So I expected that if my first calculation got a not dangerous temperature increase, I'd get in this second calculation a not dangerous result. So I guess I made a mistake in at least one of the calculations or my hand waving has a mistake.
I assume we have models for these dynamics. Anecdotally we recently had a couple wildfires in Canada that blanked a significant % of the US with smoke. You could drive through multiple states where the sun was partially blotted out.
The K-Pg impactor was larger than Mount Everest and the energy released in the impact was approximately 1000 times larger than the total combined nuclear arsenals of all countries.
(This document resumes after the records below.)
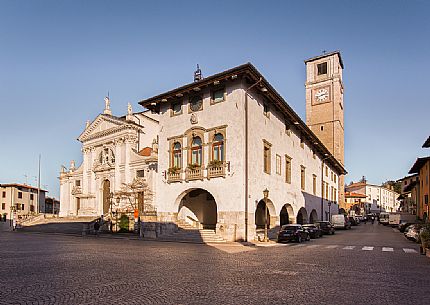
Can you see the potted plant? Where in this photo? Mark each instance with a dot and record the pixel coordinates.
(425, 238)
(193, 166)
(173, 170)
(215, 163)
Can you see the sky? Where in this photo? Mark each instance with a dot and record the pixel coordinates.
(59, 59)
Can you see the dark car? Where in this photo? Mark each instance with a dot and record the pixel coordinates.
(313, 229)
(293, 233)
(326, 227)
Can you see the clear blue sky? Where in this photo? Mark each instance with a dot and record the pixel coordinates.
(58, 59)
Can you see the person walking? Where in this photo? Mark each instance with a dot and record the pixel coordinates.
(96, 228)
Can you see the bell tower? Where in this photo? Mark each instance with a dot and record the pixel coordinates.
(324, 105)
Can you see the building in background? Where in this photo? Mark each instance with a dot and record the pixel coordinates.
(378, 198)
(21, 199)
(325, 106)
(421, 168)
(409, 196)
(52, 206)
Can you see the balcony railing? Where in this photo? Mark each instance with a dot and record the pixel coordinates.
(174, 176)
(216, 170)
(194, 173)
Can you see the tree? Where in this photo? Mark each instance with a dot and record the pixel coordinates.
(138, 196)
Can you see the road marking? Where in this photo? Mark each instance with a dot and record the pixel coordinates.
(313, 246)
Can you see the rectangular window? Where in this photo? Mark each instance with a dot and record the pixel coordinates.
(287, 169)
(278, 164)
(314, 184)
(218, 96)
(267, 156)
(302, 177)
(322, 68)
(176, 108)
(266, 109)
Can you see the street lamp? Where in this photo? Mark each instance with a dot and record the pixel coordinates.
(266, 195)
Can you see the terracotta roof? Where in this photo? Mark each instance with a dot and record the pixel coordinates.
(427, 143)
(325, 55)
(21, 185)
(254, 75)
(418, 164)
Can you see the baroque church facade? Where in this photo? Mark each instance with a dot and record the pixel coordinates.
(224, 153)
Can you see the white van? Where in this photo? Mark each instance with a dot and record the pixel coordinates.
(339, 221)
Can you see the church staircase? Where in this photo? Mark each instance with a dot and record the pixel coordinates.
(189, 233)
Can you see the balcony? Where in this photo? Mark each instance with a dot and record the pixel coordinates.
(174, 176)
(194, 173)
(216, 170)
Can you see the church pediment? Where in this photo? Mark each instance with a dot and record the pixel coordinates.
(104, 125)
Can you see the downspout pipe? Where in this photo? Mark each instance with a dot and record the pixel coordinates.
(247, 157)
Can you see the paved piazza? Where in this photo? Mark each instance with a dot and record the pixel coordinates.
(369, 264)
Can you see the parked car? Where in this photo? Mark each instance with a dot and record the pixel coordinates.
(340, 221)
(326, 227)
(413, 232)
(293, 232)
(313, 229)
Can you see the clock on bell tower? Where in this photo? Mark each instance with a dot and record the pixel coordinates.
(324, 105)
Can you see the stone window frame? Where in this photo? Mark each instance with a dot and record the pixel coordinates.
(314, 184)
(288, 166)
(172, 141)
(211, 134)
(302, 177)
(216, 89)
(176, 102)
(267, 147)
(190, 98)
(195, 132)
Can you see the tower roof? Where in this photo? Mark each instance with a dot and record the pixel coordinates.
(326, 55)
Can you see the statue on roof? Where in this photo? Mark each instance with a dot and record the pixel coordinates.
(129, 109)
(107, 106)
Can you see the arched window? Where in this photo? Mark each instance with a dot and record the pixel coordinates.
(196, 151)
(177, 155)
(218, 148)
(106, 156)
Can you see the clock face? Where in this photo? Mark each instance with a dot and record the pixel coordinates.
(196, 103)
(321, 95)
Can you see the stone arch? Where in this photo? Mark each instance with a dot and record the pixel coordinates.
(313, 217)
(198, 208)
(260, 217)
(286, 215)
(302, 216)
(106, 196)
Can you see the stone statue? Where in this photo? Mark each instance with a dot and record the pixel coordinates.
(107, 106)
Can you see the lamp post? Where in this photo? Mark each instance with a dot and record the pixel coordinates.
(266, 195)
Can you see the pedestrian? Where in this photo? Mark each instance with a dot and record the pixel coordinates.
(96, 228)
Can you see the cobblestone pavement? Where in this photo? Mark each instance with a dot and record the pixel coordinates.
(55, 269)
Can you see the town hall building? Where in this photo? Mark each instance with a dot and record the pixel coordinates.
(223, 153)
What exactly is amusing? Large asteroids have the capability of introducing a sufficient large temporary disturbance of the worlds climate so that an extinction cascade might be triggered. It doesn't have to kill every single animal, just to disrupt enough food chains.
Which is exactly the worst-case with the current, human caused greenhouse effect.
You’re right that it always changes, but we don’t have record of it changing this quickly without it being caused by some traumatic geological event or something. We’re trending warmer way, way faster than evidence shows we normally do.
Nobody disputes that earth's climate changes naturally over time. People are arguing that human behavior (pollution) is causing climate change at a much faster pace than would otherwise occur.
Of course, as anyone who has a bit of scientific knowledge knows, it isn't a myth. It is an effect on top of the natural climate change caused by raising the CO2 content by 50%, mostly in the last 50 years. This causes a very quick warming at a speed far quicker than natural climate change. It is this speed which makes the climate change so dangerous. Which is where we are back at the asteroids. Beyond the direct impact damage, they cause a sudden climate shift.
3. That things heated by visible light radiate much of that heat back as infrared light?
4. That CO2 levels in the atmosphere are rapidly rising?
5. That raising CO2 levels will cause warming (see #1, #2, #3)?
6. That there are different isotopes of carbon, with different half lives?
7. That living things regularly exchange carbon with atmospheric carbon?
8. That because of that exchange the isotope ratios in carbon from living things matches the atmosphere carbon isotope ratios?
9. That when living things die they stop breathing?
10. That because of #6-10 we can tell from isotope ratios how long ago something died?
11. That as the CO2 levels have risen dramatically over the last couple hundred years, the isotope ratios of atmospheric carbon have changed?
12. That from these ratios we can tell that most of the increase in CO2 comes from sources that have not been exchanging carbon with the atmosphere for a very long time?
13. That fossil fuels come from long dead things, and have isotope ratios that match whatever provided most of that increased atmospheric CO2?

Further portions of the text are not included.